Las Vegas Sun

April 27, 2024

COPS AND COURTS:

Courthouse security stops man with concealed gun

Vigilance paid off for a courthouse marshal manning a metal detector two weeks ago at the Regional Justice Center.

The marshal, Jason Dean, arrested a former Las Vegas cabdriver with a violent past for allegedly carrying a loaded unregistered handgun in his backpack while going through the scanner Jan. 29. The district attorney’s office later filed a one-count felony complaint against the ex-cabbie, Jonas Maxwell, 51, charging him with bringing a concealed firearm into the courthouse.

Maxwell was carrying a 9 mm semiautomatic handgun with “26 rounds of ammunition,” according the arrest report. The gun was behind a laptop computer in Maxwell’s backpack.

The marshals say they usually find a couple of firearms a year on people coming to the courthouse.

Maxwell told Dean he had no business in court that day, but he would not say why he was there.

He also told Dean he had never been arrested, but a check of police records, Dean said in the report, showed “priors for battery and obstructing a police officer.”

Taxicab industry sources said Maxwell worked for seven months at Yellow Checker Star until he was let go in January 2007 after a fight with a doorman at the Palms.

Maxwell also got into an altercation with a police officer on the Strip while working as a cabdriver in May 2006, the industry sources said.

Attorney Allen Cap, who said he bailed Maxwell out of the county jail after his Jan. 29 arrest, described him as a “pretty nice guy.” He said the incident was “an absolute mistake” on Maxwell’s part.

“He told me was there for a traffic matter and didn’t realize the gun was in his backpack,” Cap explained. “He said he was going to do some target shooting later in the day.”

Cap — who filed a lawsuit on Maxwell’s behalf in December stemming from a motorcycle accident that injured Maxwell ­— said his client now works at a local art gallery.

•••

Mark James, a former county commissioner and state senator, hasn’t been practicing law the past two years, but other lawyers were recently trying to force him to come down to the courthouse.

The law firm of Greenberg Traurig filed court papers Feb. 4 seeking to have James held in contempt of court.

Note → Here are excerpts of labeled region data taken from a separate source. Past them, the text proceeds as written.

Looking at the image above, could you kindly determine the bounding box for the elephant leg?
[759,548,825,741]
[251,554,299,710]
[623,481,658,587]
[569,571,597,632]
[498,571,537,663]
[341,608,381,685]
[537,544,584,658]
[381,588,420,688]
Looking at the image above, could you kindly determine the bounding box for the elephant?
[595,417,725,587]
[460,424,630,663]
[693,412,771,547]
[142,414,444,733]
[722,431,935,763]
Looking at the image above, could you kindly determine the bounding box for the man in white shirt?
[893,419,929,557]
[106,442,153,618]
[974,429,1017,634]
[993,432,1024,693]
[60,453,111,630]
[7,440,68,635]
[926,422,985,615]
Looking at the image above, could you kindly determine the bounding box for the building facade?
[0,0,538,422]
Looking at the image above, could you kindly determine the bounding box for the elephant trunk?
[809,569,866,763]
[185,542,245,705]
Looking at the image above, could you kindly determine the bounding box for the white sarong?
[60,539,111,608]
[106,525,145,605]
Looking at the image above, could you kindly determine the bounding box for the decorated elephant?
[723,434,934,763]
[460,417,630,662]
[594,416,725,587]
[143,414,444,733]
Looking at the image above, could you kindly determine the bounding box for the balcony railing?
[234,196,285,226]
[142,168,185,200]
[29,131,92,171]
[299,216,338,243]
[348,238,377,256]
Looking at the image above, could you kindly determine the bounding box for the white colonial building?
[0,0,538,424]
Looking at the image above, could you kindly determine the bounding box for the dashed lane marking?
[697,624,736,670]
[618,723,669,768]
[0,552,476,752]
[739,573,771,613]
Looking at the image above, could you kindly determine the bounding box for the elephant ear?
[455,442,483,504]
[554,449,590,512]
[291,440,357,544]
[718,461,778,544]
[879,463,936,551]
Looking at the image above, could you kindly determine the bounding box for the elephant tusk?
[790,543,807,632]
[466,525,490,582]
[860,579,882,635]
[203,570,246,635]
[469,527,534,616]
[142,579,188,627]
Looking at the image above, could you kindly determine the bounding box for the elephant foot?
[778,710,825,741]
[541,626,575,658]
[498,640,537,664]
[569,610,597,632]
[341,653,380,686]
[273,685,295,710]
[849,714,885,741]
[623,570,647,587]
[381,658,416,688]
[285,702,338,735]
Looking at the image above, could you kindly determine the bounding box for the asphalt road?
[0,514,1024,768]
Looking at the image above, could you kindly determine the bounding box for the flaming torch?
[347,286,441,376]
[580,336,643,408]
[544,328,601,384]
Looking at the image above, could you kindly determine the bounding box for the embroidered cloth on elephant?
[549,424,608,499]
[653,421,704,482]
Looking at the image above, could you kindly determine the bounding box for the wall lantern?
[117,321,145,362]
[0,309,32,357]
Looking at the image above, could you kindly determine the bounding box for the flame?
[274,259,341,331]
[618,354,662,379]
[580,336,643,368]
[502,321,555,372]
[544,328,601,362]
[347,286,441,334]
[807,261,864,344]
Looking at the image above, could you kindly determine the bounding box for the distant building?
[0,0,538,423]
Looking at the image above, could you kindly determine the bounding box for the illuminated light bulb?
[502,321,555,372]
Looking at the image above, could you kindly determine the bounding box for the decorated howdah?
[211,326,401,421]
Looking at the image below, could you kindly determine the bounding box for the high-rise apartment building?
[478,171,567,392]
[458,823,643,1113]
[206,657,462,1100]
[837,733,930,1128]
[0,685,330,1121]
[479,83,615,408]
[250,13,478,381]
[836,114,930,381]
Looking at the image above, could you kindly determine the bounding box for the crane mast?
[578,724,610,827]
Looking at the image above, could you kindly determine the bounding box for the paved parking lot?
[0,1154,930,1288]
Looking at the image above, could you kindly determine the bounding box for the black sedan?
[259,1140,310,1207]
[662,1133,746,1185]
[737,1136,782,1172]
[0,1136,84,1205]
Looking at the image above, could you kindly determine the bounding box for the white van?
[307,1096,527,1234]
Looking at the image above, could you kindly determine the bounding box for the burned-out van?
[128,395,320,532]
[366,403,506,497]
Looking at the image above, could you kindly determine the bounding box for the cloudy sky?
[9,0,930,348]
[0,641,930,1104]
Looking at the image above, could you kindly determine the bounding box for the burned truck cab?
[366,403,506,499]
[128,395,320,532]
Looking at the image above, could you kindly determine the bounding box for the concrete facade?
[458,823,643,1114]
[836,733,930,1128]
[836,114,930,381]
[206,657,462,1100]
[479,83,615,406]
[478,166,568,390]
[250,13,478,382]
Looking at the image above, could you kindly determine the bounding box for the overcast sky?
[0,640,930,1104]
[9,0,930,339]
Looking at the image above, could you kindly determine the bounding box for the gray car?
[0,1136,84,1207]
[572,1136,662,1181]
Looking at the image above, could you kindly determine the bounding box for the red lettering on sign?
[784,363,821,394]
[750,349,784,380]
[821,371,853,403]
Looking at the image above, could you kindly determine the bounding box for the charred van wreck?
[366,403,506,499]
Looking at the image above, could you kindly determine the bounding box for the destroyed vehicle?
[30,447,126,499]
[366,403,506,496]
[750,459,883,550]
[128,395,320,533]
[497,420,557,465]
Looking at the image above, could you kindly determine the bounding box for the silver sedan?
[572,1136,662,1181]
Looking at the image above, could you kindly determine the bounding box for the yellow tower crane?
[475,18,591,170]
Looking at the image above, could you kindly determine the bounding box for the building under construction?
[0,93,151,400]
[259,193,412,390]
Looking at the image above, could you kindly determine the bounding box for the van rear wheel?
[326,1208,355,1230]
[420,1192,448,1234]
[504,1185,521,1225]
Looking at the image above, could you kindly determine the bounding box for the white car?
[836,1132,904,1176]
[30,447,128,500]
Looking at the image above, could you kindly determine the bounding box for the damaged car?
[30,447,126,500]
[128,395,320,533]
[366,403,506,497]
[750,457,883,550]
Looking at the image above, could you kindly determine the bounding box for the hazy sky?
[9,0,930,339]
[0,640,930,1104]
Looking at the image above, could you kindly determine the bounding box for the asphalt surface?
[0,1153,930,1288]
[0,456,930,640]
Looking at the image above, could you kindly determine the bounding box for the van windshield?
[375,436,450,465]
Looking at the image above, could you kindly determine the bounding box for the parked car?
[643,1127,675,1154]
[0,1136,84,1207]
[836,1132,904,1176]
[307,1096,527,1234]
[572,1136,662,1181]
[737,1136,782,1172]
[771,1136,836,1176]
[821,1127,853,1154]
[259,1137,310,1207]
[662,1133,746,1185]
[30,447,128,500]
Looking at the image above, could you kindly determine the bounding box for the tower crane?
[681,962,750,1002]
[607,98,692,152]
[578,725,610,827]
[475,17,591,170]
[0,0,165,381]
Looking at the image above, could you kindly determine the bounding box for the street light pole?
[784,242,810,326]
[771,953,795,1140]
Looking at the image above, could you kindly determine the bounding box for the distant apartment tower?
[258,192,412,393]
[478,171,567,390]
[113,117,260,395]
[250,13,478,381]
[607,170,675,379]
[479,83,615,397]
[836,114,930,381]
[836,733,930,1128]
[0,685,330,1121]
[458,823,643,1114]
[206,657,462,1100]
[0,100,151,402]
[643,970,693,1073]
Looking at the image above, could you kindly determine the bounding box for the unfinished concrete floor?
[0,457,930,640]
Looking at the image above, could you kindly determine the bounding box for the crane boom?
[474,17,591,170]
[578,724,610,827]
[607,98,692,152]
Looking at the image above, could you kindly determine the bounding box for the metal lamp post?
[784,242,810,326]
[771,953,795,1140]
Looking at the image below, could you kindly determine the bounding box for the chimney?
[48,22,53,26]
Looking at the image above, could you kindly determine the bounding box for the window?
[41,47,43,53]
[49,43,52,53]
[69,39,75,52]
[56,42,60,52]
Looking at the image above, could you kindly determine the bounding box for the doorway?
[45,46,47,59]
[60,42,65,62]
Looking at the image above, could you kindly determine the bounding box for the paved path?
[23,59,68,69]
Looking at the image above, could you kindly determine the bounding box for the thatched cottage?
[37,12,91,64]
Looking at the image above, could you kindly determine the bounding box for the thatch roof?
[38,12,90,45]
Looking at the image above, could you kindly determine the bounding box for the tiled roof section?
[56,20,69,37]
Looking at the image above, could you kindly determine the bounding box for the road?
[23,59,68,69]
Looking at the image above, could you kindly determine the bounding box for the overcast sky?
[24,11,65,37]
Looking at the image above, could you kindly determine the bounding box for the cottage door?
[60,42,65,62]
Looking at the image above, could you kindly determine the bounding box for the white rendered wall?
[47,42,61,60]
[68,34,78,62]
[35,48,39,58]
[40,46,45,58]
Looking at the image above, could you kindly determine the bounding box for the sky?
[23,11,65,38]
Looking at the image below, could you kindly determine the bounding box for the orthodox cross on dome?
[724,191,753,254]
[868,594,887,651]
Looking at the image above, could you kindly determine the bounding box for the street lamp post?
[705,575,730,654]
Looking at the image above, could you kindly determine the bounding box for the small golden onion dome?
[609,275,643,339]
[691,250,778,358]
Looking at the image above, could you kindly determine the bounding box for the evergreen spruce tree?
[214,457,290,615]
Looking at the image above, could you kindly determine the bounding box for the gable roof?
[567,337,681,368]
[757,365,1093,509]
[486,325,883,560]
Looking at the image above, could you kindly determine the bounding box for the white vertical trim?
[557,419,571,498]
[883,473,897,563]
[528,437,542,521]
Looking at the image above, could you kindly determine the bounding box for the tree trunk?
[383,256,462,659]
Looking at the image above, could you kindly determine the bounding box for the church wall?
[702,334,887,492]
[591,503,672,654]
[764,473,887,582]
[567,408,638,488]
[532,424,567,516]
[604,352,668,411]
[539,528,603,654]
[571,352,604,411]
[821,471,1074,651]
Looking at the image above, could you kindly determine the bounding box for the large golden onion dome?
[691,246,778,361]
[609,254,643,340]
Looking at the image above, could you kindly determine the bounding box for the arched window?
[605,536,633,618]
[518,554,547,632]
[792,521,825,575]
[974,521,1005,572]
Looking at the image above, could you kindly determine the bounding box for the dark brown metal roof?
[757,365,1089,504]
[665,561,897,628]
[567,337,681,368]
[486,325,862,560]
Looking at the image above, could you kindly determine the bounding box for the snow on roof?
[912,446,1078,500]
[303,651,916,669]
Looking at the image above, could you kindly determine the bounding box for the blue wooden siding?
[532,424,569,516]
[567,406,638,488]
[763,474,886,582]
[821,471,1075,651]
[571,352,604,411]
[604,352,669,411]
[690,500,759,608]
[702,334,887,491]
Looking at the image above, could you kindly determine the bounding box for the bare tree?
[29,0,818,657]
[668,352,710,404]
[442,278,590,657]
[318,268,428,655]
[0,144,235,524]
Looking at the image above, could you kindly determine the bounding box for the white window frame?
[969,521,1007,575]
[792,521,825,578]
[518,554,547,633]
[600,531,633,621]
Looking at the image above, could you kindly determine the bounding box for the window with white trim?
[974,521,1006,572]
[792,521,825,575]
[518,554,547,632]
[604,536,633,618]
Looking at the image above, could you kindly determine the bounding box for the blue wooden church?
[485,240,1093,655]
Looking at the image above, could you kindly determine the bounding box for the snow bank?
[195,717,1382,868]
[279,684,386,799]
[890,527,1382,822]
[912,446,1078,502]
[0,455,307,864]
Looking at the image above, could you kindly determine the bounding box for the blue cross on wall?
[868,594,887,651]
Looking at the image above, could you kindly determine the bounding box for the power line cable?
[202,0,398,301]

They alleged James had been ducking a subpoena for records in ongoing legal action over the 2004 sale of the Alexis Park Hotel.

James, a former Senate Judiciary Committee chairman, was on the other side of the litigation before he became the chief executive officer of Frias Holding Co., which runs five taxicab companies.

Greenberg Traurig argued in its motion it had tried numerous times to serve James with the subpoena. A process server finally left the subpoena with a security guard at the entrance to James’ residential development, the firm said.

A District Court discovery commissioner had scheduled a hearing last Wednesday on whether to have James held in contempt.

But before the hearing took place, attorney Will Kemp, who represented James in the matter, went to work.

In court papers moving to quash the subpoena, Kemp said there was no need to subpoena James for the records, because his former law firm had turned over what had been requested.

Kemp also pointed out that Greenberg Traurig should have had no trouble finding James because the firm also was representing James and the Frias companies and knew exactly where he worked. Kemp argued the firm had an obvious conflict of interest trying to get its own client held in contempt.

Not surprisingly, the matter was resolved in James’ favor before last Wednesday’s hearing, following a private 40-minute discussion between Kemp and Greenberg Traurig lawyers on a fourth-floor outdoor balcony at the courthouse.

Kemp told the discovery commissioner in court that Greenberg Traurig had agreed to have the subpoena quashed. The firm’s lawyers weren’t talking afterward.